The City of West, Texas is suing a fertilizer company and its suppliers for unspecified damages suffered as the result of a devastating explosion at the retailer in April.
“The city of West, literally ripped apart, suffered extensive damage to its infrastructure, real and personal property,” says the suit, field shortly after the Federal Emergency Management Agency denied a request for additional financial aid.
The explosion killed 15, injured 160 and damaged or destroyed dozens of buildings, according to the lawsuit. The suit says that the city high school, middle school, an apartment complex, a nursing care facility and more than 150 homes were either severely damaged or totally destroyed by the explosion.
The fertilizer retailer, West Fertilizer Co., stored hundreds of tons of the volatile chemical compound, ammonium nitrate, used to feed crops surrounding the small, rural city of about 2,800. A fire at the facility on April 17 caused the detonation of the chemical. Federal authorities ruled the cause of the fire “undetermined.”

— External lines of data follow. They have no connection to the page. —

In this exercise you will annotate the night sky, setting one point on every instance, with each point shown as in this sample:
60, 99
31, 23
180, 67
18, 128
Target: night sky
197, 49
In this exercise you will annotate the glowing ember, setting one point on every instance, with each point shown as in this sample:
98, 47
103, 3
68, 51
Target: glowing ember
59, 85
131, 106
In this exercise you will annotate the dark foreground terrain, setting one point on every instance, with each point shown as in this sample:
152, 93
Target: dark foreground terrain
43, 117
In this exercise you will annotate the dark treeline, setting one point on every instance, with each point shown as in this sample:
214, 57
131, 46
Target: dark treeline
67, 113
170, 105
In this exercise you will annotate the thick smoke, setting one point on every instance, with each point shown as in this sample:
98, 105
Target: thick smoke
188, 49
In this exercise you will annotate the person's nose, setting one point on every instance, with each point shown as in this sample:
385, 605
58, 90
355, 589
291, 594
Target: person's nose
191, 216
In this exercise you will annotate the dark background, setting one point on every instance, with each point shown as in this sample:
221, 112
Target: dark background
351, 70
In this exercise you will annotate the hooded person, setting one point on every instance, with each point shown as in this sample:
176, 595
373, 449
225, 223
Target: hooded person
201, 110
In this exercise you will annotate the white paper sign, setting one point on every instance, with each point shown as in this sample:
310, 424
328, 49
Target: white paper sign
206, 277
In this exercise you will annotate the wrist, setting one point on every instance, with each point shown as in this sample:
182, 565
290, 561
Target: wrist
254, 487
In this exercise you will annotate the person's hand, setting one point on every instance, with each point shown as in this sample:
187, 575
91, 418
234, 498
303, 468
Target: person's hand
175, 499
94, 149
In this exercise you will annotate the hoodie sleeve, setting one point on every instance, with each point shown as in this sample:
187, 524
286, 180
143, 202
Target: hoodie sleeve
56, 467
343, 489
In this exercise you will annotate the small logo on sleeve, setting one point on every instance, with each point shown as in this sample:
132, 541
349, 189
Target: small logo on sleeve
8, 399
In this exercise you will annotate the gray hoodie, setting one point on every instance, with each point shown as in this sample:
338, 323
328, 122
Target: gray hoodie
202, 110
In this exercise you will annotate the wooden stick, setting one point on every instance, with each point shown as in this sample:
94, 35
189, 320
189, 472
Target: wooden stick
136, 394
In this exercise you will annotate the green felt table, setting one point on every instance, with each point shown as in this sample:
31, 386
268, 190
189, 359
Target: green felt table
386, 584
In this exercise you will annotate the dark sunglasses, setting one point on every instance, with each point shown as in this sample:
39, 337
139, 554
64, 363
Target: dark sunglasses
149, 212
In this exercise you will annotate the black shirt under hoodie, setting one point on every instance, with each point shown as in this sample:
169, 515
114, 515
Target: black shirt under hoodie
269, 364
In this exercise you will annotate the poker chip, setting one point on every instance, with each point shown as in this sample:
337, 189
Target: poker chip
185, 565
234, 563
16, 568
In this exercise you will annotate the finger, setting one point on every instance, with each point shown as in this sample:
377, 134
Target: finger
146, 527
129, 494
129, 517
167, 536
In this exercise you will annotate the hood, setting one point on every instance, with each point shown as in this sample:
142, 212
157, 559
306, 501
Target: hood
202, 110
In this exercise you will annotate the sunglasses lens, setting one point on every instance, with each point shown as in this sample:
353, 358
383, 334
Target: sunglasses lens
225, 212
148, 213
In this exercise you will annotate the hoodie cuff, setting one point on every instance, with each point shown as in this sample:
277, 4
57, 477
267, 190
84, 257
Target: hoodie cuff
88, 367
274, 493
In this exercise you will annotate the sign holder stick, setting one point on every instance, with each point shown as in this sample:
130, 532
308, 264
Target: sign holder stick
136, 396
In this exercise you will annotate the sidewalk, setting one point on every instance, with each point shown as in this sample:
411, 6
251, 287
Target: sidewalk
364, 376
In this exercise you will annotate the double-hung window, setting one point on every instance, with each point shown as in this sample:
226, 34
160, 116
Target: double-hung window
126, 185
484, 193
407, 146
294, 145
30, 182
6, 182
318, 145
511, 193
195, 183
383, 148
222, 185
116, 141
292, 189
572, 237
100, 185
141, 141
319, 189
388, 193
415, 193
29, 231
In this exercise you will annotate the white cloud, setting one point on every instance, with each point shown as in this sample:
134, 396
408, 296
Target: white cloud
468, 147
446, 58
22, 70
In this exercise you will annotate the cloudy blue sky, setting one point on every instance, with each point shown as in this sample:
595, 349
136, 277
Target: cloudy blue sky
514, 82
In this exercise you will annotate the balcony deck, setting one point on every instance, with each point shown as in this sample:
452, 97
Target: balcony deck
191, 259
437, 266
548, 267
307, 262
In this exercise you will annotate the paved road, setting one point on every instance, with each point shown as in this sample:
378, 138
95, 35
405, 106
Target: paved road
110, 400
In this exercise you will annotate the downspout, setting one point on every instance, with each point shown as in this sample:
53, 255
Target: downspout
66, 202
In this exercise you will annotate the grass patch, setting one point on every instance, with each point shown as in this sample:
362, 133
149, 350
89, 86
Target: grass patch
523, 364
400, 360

West Fertilizer, a $4 million/year operation, had just $1 million of liability insurance. The city of West has more than $10 million in uninsured losses to its infrastructure and schools. Federal officials have paid or agreed to pay an estimated $25 million to the state and to affected families after the explosion. Gov. Rick Perry is appealing FEMA's latest denial of funds to the city.
The suit names Adair Grain, parent company of West Fertilizer, and its supplier, CF Industries, based in Deerfield, Ill.

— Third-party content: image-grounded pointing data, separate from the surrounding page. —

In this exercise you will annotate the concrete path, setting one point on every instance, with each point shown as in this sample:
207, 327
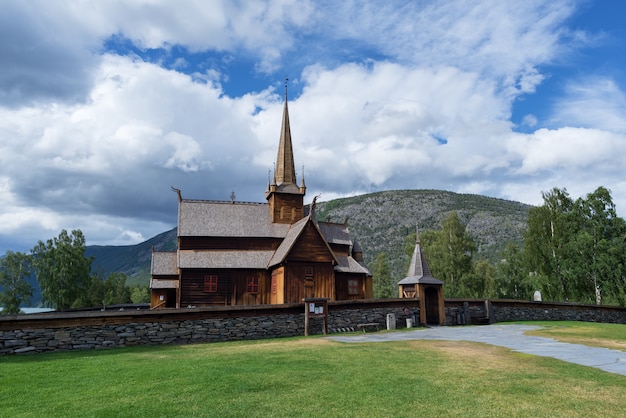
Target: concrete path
510, 336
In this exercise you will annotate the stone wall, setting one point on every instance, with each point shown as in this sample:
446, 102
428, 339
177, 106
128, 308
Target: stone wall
38, 333
511, 310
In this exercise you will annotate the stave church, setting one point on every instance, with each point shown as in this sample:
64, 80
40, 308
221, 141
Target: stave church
275, 252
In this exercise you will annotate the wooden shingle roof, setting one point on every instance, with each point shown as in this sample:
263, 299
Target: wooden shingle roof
224, 259
164, 263
419, 272
205, 218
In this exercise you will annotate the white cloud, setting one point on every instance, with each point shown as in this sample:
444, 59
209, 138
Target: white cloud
393, 95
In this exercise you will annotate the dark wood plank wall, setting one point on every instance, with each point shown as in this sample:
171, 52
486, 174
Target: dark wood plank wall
279, 276
305, 279
231, 288
341, 284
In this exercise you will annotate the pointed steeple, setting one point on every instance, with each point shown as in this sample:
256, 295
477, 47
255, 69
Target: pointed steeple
285, 168
418, 268
283, 193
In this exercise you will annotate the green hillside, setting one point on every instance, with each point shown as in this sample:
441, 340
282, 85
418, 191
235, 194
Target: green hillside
132, 260
379, 221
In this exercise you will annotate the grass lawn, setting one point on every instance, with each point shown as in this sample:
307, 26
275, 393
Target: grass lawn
306, 376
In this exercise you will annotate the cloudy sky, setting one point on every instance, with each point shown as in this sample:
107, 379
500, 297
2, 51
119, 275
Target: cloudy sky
106, 105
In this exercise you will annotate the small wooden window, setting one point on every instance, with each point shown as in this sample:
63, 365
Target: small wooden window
210, 284
353, 286
252, 285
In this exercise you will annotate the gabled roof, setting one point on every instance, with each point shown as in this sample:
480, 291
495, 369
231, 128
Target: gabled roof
419, 272
164, 263
348, 264
216, 259
227, 219
292, 237
335, 233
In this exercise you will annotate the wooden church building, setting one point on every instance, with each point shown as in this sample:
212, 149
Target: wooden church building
239, 253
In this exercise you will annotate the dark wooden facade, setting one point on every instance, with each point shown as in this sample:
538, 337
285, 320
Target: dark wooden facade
232, 253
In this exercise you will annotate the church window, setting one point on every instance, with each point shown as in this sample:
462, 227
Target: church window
210, 284
252, 285
353, 287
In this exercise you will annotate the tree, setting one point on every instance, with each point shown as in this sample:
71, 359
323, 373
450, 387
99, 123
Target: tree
115, 290
550, 227
62, 270
384, 287
577, 249
139, 294
512, 281
596, 249
450, 252
14, 269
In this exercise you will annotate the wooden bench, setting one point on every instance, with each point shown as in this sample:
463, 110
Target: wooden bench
369, 325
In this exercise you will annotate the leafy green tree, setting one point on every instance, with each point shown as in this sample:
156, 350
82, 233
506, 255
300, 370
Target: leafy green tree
384, 287
62, 270
481, 283
14, 269
512, 279
550, 227
139, 294
596, 249
576, 249
450, 251
115, 290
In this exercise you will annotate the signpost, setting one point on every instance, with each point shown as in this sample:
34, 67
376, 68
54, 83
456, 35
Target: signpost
315, 307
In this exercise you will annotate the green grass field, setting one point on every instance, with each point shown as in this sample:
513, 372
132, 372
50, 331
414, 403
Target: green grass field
312, 376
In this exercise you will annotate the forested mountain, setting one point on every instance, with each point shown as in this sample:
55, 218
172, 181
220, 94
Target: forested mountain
132, 260
379, 221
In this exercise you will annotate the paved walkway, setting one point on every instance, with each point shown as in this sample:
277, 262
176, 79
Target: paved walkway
509, 336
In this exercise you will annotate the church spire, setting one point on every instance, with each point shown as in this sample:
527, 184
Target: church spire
285, 169
285, 198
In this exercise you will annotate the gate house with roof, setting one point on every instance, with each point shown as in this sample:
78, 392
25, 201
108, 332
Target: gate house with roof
238, 253
420, 283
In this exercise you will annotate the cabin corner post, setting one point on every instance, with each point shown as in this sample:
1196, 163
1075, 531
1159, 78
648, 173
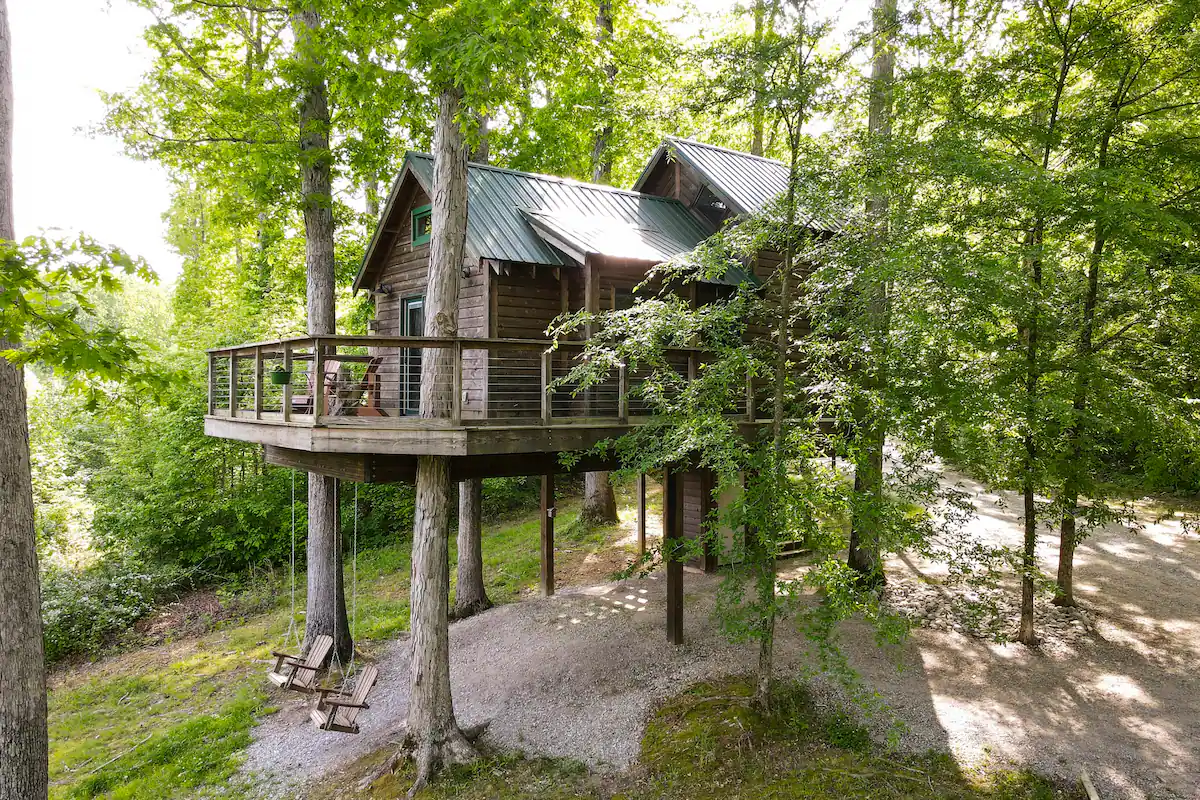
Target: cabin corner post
287, 386
547, 534
672, 531
456, 385
213, 384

CF Industries “knew of the dangers associated with the manufacture and use of ammonium nitrate and failed in their duty to exercise care commensurate with and proportionate to the combined danger of formulating, designing, manufacturing, supplying and/or marketing of ammonium nitrate,” alleges the lawsuit, filed in district court in Waco, Texas.
The supplier was allegedly in the “best position to know and understand the full nature of the danger of the product manufactured by them,” but “made no effort to determine the risk to the community into which their product was shipped.”

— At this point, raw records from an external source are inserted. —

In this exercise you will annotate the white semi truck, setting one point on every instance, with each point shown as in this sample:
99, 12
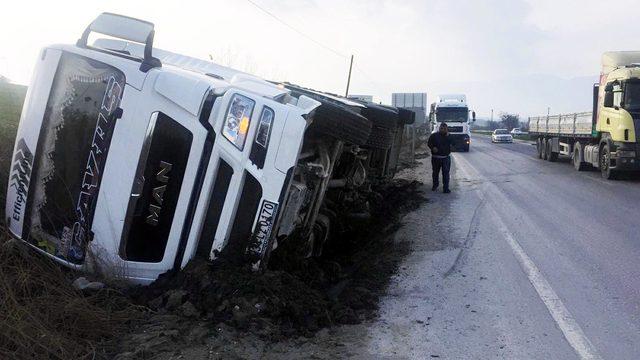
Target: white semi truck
452, 109
606, 138
134, 160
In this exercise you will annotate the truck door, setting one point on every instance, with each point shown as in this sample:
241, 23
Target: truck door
257, 142
609, 115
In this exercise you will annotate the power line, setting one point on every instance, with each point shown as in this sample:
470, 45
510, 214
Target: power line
296, 30
360, 70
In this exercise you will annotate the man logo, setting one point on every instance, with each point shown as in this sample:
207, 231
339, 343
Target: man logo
158, 193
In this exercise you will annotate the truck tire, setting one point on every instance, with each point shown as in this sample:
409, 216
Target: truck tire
551, 156
540, 148
605, 168
341, 123
578, 157
381, 138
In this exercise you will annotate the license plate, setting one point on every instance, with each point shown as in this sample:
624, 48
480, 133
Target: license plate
267, 216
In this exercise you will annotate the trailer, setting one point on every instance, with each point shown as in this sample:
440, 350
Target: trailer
606, 138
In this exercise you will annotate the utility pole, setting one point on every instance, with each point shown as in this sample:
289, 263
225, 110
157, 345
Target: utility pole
346, 93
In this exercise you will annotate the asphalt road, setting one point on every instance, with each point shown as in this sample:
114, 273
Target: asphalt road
525, 259
558, 253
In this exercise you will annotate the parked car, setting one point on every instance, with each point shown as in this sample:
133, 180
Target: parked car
133, 160
501, 135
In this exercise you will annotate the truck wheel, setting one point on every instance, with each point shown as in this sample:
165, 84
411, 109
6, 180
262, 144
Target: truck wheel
342, 124
381, 138
578, 158
539, 148
551, 156
605, 163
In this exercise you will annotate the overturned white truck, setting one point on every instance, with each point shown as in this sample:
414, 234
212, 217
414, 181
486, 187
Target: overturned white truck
134, 160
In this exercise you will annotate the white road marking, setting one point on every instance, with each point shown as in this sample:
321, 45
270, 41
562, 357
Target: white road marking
564, 319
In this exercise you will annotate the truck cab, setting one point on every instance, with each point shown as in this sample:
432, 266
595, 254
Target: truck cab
617, 114
453, 110
131, 165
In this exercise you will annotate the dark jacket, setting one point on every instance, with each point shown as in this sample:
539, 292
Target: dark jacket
442, 142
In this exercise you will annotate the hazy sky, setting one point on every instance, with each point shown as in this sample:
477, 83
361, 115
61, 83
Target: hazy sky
509, 55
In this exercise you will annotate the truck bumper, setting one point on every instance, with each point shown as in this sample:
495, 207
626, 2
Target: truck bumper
459, 141
626, 157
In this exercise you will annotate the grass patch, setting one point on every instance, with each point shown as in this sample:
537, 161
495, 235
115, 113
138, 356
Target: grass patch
11, 100
44, 317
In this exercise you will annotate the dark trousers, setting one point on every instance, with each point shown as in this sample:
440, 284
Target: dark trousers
443, 164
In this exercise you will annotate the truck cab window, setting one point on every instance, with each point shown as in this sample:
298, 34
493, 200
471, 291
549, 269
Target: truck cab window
617, 94
632, 96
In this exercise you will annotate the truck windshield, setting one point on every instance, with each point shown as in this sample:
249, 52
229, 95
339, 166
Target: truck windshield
452, 114
78, 123
632, 95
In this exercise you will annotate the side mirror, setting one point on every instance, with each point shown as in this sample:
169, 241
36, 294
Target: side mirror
608, 98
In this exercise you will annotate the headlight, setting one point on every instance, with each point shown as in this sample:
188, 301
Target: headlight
238, 119
626, 153
264, 128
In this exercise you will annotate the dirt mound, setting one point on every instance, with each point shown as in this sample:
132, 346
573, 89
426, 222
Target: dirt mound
291, 298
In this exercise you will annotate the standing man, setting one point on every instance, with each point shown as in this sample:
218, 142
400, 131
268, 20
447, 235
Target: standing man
440, 146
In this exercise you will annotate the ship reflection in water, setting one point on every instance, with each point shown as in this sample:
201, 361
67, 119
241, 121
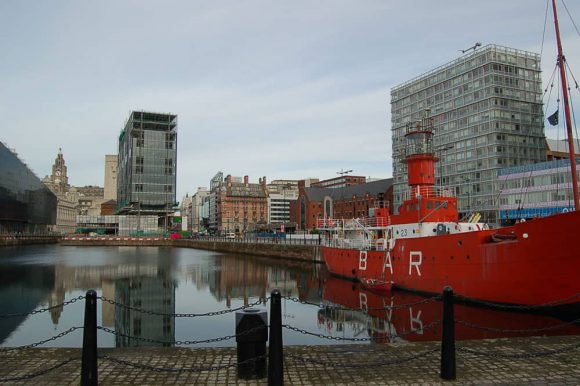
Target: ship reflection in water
404, 316
164, 282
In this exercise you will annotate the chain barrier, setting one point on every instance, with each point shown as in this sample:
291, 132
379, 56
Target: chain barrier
492, 329
181, 315
385, 308
38, 373
363, 365
182, 342
41, 310
177, 369
31, 345
514, 306
520, 356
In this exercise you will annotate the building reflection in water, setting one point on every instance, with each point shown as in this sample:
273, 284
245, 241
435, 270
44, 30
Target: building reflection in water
403, 316
22, 290
155, 294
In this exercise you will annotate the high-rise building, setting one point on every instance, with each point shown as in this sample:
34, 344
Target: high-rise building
26, 204
110, 186
487, 111
146, 175
280, 194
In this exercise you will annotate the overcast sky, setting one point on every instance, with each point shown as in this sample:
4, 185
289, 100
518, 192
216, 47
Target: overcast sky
283, 89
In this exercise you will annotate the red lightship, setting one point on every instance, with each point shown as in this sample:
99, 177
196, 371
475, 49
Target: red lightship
425, 247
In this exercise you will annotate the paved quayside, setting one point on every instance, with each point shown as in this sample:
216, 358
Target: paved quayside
538, 361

“Instead [CF Industries] blindly sold hundreds of tons of hazardous ammonium nitrate to West Fertilizer Company, and delivered it to a facility located within a community of people, houses, parks, schools and a nursing home,” the suit alleges.
The city also alleges West Fertilizer was negligent in the way it stored and maintained the volatile chemical compound.
The suit reveals the explosion involved 30 tons of ammonium nitrate fertilizer stored inside two wooden bins located within the fertilizer mixing building. An additional 100 tons stored in railcars stored nearby.
“Did we know how much? No,” West Mayor Tommy Muska tells PC360 in West a month after the catastrophe when asked about the amount of ammonium nitrate at West Fertilizer. “I don't think we had any idea.”
“We just grew up with it out there,” Muska adds. “Nobody knew.”
The fertilizer company, serving farmers in the area since 1962, existed before the city expanded in its direction, Muska says.